Le roman policier est un genre vaste et riche, en perpétuelle évolution. Longtemps relégué au rang de « littérature de gare » ou parfois même de « sous-littérature, » il a souffert de certains préjugés, y compris parmi les professionnels du livre. Ayant moi-même été libraire spécialisée dans ce domaine depuis 2002, j’ai pu constater cette perception dans le regard de certains clients et collègues. Pourtant, un tournant majeur a eu lieu avec la publication de Millénium de Stieg Larsson en 2006 par les Éditions Actes Sud, dans la collection Actes Noirs spécialement créée pour l’occasion. Larsson, décédé avant de pouvoir savourer le succès mondial de son œuvre, a malgré tout transformé l’image du polar. Avec Millénium, lecteurs, journalistes et spécialistes du livre ont découvert l’incroyable richesse du genre et les pépites qu’il recèle, invitant à une nouvelle lecture des romans policiers en tant qu’œuvres littéraires à part entière.

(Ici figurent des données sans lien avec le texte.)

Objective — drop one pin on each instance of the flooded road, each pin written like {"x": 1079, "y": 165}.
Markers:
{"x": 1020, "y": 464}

Le roman policier est un univers aux multiples facettes, à l’image d’un jeu de sept familles : il abrite des sous-genres variés — polar, thriller, suspense, roman noir — qui, au fil des siècles et des évolutions sociétales, ont vu émerger des styles distincts et des publics variés. Certains lecteurs s’attachent ainsi à une catégorie précise, et pour eux, un éditeur ou un auteur en particulier devient la référence absolue.

Plongeons ensemble dans l’histoire de ce genre captivant, découvrons ce qui le définit et explorons les éléments qui le caractérisent.

Quelle est la définition d'un roman policier ?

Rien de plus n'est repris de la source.